LAPD officer accuses top Garcetti advisor of sexual harassment

Rick Jacobs
Rick Jacobs, center, shown in 2016, was named in a sexual harassment lawsuit filed by a Los Angeles police officer against the city of L.A.
(Tasia Wells / Getty Images)

A Los Angeles police officer who served as a bodyguard for Mayor Eric Garcetti for seven years has sued the city, alleging that he was sexually harassed repeatedly by one of the mayor’s top advisors and that Garcetti witnessed some of the inappropriate behavior but did not stop it.

LAPD Officer Matthew Garza, who worked on the mayor’s security detail, alleged that longtime Garcetti consultant Rick Jacobs made crude sexual comments and touched him inappropriately over several years. The harassment took place on trips Garcetti took to Arizona, New Hampshire and elsewhere, the suit alleges.

In an emailed statement, Jacobs said, “This lawsuit is a work of pure fiction, and is out of left field. Officer Garza and I worked together for many years without incident. I will vigorously defend myself, my character and my reputation.”

Garcetti spokesman Alex Comisar said, “the mayor has zero tolerance for sexual harassment and unequivocally did not witness the behavior that Officer Garza alleges.”


Garza, a sworn LAPD officer since 1997, began working on Garcetti’s security detail in October 2013, according to the lawsuit, filed Monday in Los Angeles Superior Court. The lawsuit alleges sex/gender harassment and the existence of a hostile work environment in violation of the California Fair Housing and Employment Act.

The harassment began around 2014 and continued until October 2019, except for a period beginning in mid-2016 when Jacobs was absent for unknown reasons, the lawsuit alleges.

Garza alleged that Jacobs would extend his hand for a purported handshake, but then pull Garza towards him to give a “long, tight hug,” while simultaneously saying, “I love me my strong LAPD officers” or some other “inappropriate comment,” according to the suit.

Jacobs also repeatedly talked about his young gay lover, his lover’s penis and having “rough sex” with his gay partners, according to the lawsuit.

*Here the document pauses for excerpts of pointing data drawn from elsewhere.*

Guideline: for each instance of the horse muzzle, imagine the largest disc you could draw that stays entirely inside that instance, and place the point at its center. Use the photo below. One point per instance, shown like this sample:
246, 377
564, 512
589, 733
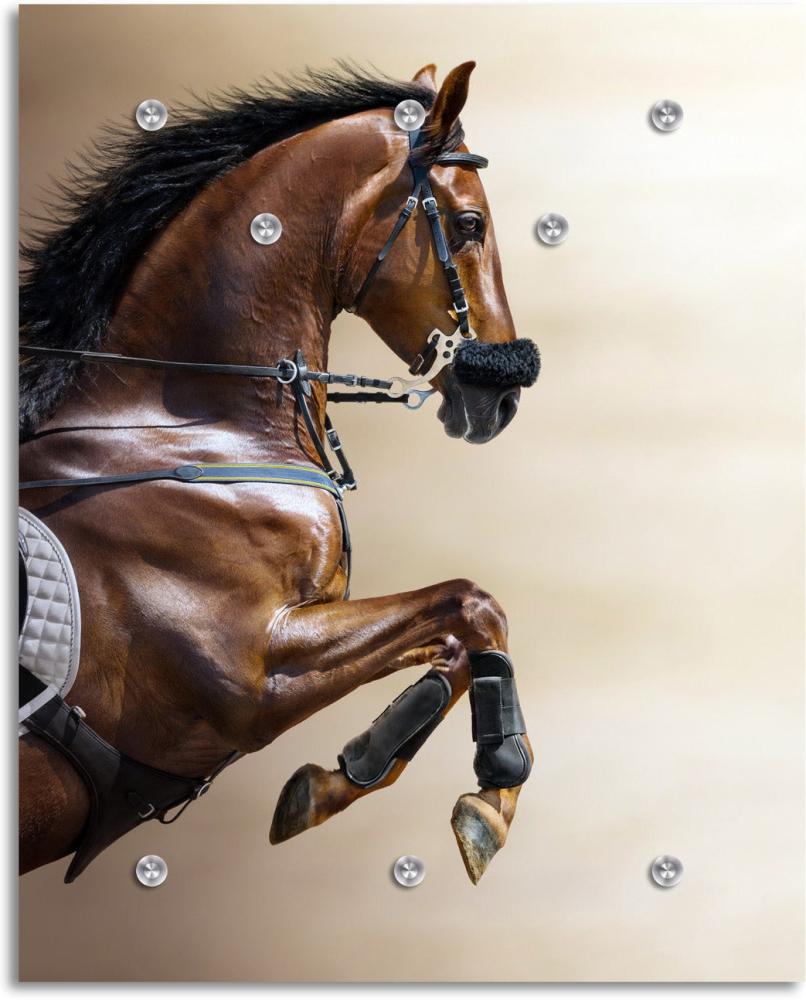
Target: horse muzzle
482, 389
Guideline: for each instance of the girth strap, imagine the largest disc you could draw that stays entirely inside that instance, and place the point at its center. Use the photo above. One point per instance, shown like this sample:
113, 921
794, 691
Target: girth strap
497, 711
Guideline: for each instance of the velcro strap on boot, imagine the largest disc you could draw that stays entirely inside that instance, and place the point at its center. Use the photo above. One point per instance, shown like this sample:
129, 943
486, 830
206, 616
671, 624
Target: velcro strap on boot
398, 732
497, 713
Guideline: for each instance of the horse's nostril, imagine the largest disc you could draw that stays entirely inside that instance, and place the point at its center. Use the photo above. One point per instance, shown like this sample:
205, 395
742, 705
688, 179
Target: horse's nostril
507, 408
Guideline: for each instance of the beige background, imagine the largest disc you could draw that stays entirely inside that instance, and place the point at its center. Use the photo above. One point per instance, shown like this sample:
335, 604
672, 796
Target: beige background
641, 521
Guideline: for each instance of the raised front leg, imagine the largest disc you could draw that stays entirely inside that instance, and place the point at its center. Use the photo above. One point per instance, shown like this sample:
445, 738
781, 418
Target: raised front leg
319, 653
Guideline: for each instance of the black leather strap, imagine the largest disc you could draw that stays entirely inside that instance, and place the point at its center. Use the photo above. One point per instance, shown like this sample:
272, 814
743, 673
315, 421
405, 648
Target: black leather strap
123, 792
458, 159
203, 473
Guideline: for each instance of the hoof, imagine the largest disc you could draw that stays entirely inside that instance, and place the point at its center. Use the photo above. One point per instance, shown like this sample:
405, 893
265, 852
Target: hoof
480, 833
296, 811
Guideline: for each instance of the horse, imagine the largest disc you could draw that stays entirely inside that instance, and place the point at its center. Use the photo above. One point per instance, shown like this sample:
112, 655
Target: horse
216, 615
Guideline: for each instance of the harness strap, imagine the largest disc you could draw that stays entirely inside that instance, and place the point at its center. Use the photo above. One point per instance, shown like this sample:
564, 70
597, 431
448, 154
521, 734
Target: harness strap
204, 472
123, 792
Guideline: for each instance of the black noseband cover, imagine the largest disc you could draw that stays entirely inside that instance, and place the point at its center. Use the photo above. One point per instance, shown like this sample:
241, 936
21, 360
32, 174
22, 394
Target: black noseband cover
516, 362
502, 759
398, 732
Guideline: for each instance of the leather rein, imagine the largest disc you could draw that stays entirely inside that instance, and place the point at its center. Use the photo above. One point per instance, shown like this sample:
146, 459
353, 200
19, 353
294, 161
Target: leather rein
439, 351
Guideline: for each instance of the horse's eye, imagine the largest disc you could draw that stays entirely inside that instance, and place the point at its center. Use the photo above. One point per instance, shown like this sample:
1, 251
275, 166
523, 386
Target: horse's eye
470, 225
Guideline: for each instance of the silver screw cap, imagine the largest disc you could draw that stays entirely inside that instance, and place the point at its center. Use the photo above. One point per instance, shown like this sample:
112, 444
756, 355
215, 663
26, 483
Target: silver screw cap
409, 115
266, 228
666, 870
151, 870
552, 228
151, 115
666, 115
408, 871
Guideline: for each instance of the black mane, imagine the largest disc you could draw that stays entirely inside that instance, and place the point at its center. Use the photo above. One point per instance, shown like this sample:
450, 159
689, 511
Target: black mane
132, 183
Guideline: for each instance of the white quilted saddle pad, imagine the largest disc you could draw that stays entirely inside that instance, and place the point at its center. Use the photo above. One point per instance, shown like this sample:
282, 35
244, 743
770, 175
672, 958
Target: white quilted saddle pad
50, 641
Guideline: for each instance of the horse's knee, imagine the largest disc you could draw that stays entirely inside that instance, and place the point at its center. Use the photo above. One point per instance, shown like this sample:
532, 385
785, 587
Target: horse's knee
475, 616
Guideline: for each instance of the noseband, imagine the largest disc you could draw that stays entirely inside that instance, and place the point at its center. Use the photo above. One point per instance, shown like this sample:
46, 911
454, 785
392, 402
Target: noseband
440, 348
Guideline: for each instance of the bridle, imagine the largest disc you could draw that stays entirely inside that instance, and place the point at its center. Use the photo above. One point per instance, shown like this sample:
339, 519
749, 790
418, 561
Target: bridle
439, 351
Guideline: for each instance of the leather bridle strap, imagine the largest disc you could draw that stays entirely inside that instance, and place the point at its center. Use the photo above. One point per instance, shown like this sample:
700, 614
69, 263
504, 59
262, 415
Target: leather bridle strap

The lawsuit also alleges that “Garcetti was present on approximately half of the occasions when Jacobs behaved in this way, and witnessed Jacobs’ conduct, but he took no action to correct Jacobs’ obviously harassing behavior.”

“On some occasions, the mayor would laugh at Jacobs’ crude comments,” the lawsuit said.

Garza’s lawsuit says he traveled with the mayor’s team to Phoenix in March 2016 for a fundraiser. At one point, Garza entered a hotel bar where he spotted Jacobs, who motioned for Garza to come over and “sit on his lap,” according to the lawsuit.


In May 2018, Garza accompanied Jacobs and Garcetti to New Hampshire so the mayor could give a college commencement address, and as Garza was driving the group, Jacobs on several occasions massaged Garza’s shoulders from the backseat. Garcetti sat next to Jacobs, but didn’t stop the unwanted advances, the lawsuit alleged.

And on an October 2018 trip to Mississippi, the group stopped at a gas station. Jacobs pointed to some Magnum brand condoms and asked Garza if he wears Magnum large condoms, according to the lawsuit.

The lawsuit also alleges that on “over a dozen occasions, both while Jacobs was employed by the city and after he left city employment, staffers in Mayor Garcetti’s office apologized to [Garza] for Jacobs’ harassing conduct.”

“Nevertheless, the mayor’s office never took any action to stop Jacobs’ harassment of [Garza],” the lawsuit states.

Garza refused to return to the mayor’s security detail last month because of Jacobs’ behavior, the lawsuit says. He lost wages and other benefits because he was no longer working the higher-paying assignment, his suit claims.

Jacobs raised millions of dollars in support of Garcetti’s 2013 mayoral campaign and was later given a top post in the mayor’s office before stepping down in 2016. He works on several Garcetti-backed initiatives, including the Mayor’s Fund for Los Angeles, a nonprofit.

The head of a Los Angeles County business organization accused Jacobs last year of threatening her group if its members opposed a tax measure supported by the mayor. Jacobs denied making the threat.


For his part, Garcetti has sought to position himself as a leader in combating sexual harassment at City Hall. Amid the national #MeToo movement in 2017, Garcetti ordered new reporting protocols, unveiled a city website for employees to lodge allegations and hosted a panel at the mayor’s official residence on sexual harassment and assault.

When asked at the time if his office had dealt with harassment allegations by employees, Garcetti indicated he didn’t know of any incidents.